Solo los dioses y los gatos saben si lloverá mañana. Si sucederá la lluvia cuando tu mirada escarbe entre los andenes y la parada última de este tren. Los felinos lo barruntan y los dioses lo suelen presentir desde su escalón de ventaja, como el ciego cuando asomaba la nariz y olisqueaba encarado a la veleta con tal de adivinar la tormenta. Tú, que habitabas entre los unos y los otros, quizás andes con esa conjetura enroscada a la migraña. El cántico de la Virgen de la Cueva o aquel sonsonete del verás como llueve. Siempre era así, igual que un disco rayado. Así siempre, con esa monserga de la lluvia. Las nubes te buscaban y preguntaban por ti. Ya lo sé. Ya sé que el pronóstico de la prensa acierta pocas veces. Estoy al tanto de los desatinos de las páginas interiores de los periódicos. Escasos seres cuentan con la seguridad de que llueva mañana. Los gatos y los dioses solo, y aquel ciego, de no haberse muerto. Se quitó de en medio sin ni siquiera tener el miramiento de avisar a nadie.

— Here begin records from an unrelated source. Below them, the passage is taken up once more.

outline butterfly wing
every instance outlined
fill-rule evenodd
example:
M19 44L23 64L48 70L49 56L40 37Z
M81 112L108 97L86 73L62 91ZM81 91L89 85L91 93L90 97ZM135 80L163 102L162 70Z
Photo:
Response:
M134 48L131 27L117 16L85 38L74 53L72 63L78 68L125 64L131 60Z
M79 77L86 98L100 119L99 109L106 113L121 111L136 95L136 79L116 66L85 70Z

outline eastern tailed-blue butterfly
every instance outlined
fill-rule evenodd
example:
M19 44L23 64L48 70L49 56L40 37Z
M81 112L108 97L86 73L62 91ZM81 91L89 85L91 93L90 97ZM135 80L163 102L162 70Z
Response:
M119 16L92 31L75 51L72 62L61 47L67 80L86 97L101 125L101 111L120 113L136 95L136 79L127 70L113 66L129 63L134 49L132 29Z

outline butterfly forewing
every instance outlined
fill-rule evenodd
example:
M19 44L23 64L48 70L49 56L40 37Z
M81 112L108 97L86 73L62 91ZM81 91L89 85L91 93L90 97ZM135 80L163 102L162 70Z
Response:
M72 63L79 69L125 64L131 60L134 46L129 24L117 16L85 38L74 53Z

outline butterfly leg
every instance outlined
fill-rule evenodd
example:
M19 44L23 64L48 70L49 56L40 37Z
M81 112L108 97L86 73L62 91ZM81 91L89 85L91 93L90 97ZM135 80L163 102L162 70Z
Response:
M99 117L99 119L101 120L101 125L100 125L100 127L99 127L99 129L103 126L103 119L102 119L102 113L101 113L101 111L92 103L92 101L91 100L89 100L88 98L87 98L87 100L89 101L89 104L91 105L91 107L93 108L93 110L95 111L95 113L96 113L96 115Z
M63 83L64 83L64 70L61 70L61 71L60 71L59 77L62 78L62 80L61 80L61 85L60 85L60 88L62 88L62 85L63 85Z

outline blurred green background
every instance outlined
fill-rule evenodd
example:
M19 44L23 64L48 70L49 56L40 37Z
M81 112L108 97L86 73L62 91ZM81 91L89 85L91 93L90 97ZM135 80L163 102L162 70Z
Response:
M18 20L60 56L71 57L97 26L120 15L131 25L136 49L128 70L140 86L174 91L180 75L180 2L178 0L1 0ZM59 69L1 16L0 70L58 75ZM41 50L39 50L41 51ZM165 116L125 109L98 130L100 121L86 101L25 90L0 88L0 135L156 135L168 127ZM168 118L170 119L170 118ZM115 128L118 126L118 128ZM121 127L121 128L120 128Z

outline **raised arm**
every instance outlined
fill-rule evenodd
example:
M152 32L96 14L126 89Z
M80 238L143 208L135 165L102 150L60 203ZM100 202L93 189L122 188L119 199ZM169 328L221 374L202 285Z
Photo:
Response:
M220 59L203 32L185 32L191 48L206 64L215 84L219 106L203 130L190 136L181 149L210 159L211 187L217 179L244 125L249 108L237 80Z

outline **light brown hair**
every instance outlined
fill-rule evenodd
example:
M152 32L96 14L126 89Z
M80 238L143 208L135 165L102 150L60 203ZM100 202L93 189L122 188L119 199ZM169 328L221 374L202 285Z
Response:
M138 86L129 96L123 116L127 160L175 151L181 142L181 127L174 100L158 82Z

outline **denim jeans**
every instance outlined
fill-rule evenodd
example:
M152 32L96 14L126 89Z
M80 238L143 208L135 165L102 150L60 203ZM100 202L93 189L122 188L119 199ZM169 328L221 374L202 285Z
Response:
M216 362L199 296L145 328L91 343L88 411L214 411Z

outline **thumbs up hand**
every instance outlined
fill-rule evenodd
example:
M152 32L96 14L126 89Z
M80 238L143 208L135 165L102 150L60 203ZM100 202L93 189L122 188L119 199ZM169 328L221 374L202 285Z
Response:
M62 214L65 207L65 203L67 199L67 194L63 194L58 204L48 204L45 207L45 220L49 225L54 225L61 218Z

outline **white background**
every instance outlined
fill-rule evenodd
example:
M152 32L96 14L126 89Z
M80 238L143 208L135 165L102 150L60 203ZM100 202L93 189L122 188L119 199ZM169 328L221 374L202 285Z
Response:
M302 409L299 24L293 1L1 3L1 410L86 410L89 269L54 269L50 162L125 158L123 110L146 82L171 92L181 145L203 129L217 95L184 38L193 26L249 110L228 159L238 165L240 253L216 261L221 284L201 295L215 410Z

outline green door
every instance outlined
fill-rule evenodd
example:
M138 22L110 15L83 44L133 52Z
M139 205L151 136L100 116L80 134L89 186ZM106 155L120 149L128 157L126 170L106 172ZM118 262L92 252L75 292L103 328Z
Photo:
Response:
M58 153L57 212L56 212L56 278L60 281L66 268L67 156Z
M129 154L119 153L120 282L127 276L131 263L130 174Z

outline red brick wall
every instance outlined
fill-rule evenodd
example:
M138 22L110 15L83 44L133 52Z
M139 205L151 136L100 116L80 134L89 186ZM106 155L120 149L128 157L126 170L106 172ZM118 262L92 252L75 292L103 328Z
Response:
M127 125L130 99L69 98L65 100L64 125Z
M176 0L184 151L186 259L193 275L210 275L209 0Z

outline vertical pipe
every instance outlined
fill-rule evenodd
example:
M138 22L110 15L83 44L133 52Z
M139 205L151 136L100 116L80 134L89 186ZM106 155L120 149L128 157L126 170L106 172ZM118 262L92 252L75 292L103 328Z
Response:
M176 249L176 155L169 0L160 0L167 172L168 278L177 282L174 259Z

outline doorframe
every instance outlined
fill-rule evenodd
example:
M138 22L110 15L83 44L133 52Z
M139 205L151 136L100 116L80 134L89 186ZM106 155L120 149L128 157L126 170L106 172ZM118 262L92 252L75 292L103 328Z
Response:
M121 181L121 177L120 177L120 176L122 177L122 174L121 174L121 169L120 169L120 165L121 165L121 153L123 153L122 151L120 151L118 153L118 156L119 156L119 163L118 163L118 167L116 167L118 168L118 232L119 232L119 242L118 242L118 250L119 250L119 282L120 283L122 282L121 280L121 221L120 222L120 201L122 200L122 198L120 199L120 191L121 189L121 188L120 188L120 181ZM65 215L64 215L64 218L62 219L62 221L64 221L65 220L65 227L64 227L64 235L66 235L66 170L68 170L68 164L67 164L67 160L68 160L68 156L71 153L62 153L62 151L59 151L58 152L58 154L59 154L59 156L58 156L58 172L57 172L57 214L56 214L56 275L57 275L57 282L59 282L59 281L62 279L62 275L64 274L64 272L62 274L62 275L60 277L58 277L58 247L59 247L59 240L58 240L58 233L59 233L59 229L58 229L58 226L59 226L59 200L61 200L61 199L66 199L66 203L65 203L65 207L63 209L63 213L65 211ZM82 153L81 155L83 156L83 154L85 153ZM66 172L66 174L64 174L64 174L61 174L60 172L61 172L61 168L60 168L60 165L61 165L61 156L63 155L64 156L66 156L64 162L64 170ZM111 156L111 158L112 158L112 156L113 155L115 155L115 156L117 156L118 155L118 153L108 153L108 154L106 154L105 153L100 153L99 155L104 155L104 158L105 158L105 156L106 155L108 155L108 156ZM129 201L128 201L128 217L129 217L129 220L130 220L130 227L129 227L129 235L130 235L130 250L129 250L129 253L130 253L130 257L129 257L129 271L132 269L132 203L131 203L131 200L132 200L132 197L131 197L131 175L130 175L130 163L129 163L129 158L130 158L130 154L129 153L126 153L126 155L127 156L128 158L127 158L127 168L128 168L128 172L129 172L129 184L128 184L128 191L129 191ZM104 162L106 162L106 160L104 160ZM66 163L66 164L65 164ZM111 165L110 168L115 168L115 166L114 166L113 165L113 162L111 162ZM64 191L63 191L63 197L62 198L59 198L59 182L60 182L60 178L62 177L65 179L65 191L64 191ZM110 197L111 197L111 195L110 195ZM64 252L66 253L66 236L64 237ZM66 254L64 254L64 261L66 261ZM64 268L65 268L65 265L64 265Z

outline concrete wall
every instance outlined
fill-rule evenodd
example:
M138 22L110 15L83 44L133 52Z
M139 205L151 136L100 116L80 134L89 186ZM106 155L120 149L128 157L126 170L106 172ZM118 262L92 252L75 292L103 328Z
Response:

Puede que acudas cobijada por las rayas holgadas de un paraguas rojo. Quizás te acabes presentando al rasero de esa ventolera que desgreña a los inviernos, o de una llovizna presagiada a tientas por tu intuición volantinera. Será mañana. Espérame en la estación nueva de Saint-Étienne a las diez y media de la noche para entrar alrededor de esa hora por la gatera que atraviesa el portón del recuerdo. Los trenes de Francia. Todos los ferrocarriles tardíos y perezosos de nuestras vidas. Acude por ese atajo que va desde las solanas del hipotálamo hasta las azoteas amplias de la juventud. Seguro que sabes cuál te digo. Aquel que tantas veces recorriste con un matojo de esparto atado al manillar de la bici. Aún me resta una plegaria para mendigar tu amor adeudado, pero no pienso malgastarla en el primer intento, ni en la segunda contienda. Antes de encontrarte, todavía he de pasar la mopa por el vestidor espacioso de mis instintos.